In una sequenza che ricorda gli avvenimenti del 17 dicembre 2010 a Sidi Bouzid, il 16 gennaio 2016 a Kasserine, una delle regioni più depresse della Tunisia, la tragica morte di un giovane disoccupato, Ridha Yahyaoui, ha costituito il fattore di innesco della mobilitazione generale. Il giovane è deceduto mentre scalava un palo dell’elettricità per protesta contro la sua esclusione dalle graduatorie per un posto di lavoro. Il 19 gennaio 2016 i disoccupati occupavano il governatorato di Kasserine, il governo regionale reagiva proclamando il coprifuoco, le masse di disoccupati rispondevano dando fuoco alla sede governativa e a quella del partito di governo Nidaa Tounes, un partito liberale.

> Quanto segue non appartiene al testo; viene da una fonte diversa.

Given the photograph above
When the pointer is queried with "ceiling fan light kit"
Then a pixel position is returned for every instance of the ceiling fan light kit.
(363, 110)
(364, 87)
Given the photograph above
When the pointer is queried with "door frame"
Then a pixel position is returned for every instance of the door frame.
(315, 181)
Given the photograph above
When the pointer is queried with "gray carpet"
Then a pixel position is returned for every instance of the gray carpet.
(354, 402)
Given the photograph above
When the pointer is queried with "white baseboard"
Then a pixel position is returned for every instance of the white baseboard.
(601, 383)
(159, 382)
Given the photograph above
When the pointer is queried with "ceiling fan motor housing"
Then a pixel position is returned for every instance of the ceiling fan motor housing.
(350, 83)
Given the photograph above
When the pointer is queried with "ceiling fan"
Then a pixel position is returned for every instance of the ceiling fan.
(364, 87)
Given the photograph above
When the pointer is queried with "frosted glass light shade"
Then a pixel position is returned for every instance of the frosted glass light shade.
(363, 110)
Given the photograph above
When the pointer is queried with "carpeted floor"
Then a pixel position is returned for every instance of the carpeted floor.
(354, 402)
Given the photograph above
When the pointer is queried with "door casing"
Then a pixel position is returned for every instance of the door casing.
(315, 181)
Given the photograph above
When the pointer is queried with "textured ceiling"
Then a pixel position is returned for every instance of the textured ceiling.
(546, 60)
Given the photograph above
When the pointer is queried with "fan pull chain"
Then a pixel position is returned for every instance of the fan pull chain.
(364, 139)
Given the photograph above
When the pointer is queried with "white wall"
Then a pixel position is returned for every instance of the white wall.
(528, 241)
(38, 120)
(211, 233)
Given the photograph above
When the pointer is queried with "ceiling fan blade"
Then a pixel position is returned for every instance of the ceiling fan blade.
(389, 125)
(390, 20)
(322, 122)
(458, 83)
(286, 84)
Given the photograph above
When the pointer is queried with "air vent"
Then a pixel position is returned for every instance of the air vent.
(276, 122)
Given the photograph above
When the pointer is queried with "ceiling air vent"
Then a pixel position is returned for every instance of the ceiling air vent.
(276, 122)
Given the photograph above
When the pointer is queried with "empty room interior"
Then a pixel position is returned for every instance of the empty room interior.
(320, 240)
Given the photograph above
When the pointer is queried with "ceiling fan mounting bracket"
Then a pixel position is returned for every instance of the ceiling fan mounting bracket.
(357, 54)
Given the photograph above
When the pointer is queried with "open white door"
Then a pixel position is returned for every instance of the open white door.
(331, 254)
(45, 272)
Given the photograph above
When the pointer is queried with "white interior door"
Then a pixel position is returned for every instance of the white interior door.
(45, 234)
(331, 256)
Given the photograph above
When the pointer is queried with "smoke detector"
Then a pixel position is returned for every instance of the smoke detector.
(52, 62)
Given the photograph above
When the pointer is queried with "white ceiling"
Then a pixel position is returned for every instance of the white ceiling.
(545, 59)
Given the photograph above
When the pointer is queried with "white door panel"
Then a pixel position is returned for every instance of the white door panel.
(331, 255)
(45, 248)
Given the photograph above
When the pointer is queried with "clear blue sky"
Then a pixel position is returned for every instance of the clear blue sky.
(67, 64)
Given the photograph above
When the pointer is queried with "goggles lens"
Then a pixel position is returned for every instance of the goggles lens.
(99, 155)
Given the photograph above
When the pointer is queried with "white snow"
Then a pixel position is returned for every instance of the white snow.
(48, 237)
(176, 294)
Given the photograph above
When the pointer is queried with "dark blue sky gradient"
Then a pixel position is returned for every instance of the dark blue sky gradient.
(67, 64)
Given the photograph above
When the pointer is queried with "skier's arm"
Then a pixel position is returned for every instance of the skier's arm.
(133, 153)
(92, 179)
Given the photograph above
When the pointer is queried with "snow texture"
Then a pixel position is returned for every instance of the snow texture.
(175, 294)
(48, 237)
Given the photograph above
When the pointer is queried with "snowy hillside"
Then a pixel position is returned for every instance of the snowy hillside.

In pochi giorni la mobilitazione si è estesa in tutto il paese: Sidi Bouzid, Siliana, Zaghouan, Sousse, Kairouan, Kef ed El Fahs, Gafsa, Tajerouine, Kairouan, Sfax, Douz, Biserta, fino a Tunisi dove sono scesi in piazza anche gli studenti. Il governo nazionale del premier Habib Essid, una coalizione borghese di centrodestra tra il liberale Nidaa Tounes e i Fratelli Musulmani di Ennahda, di fronte alla crescente mobilitazione generale reagiva secondo uno schema ben noto: da un lato ha promesso una commissione d’inchiesta sulla corruzione e alcuni milioni di dinari per tamponare l’emergenza, dall'altro ha attuato una brutale repressione poliziesca con arresti, ferimenti, di manifestanti e infine proclamando il coprifuoco in tutto il paese.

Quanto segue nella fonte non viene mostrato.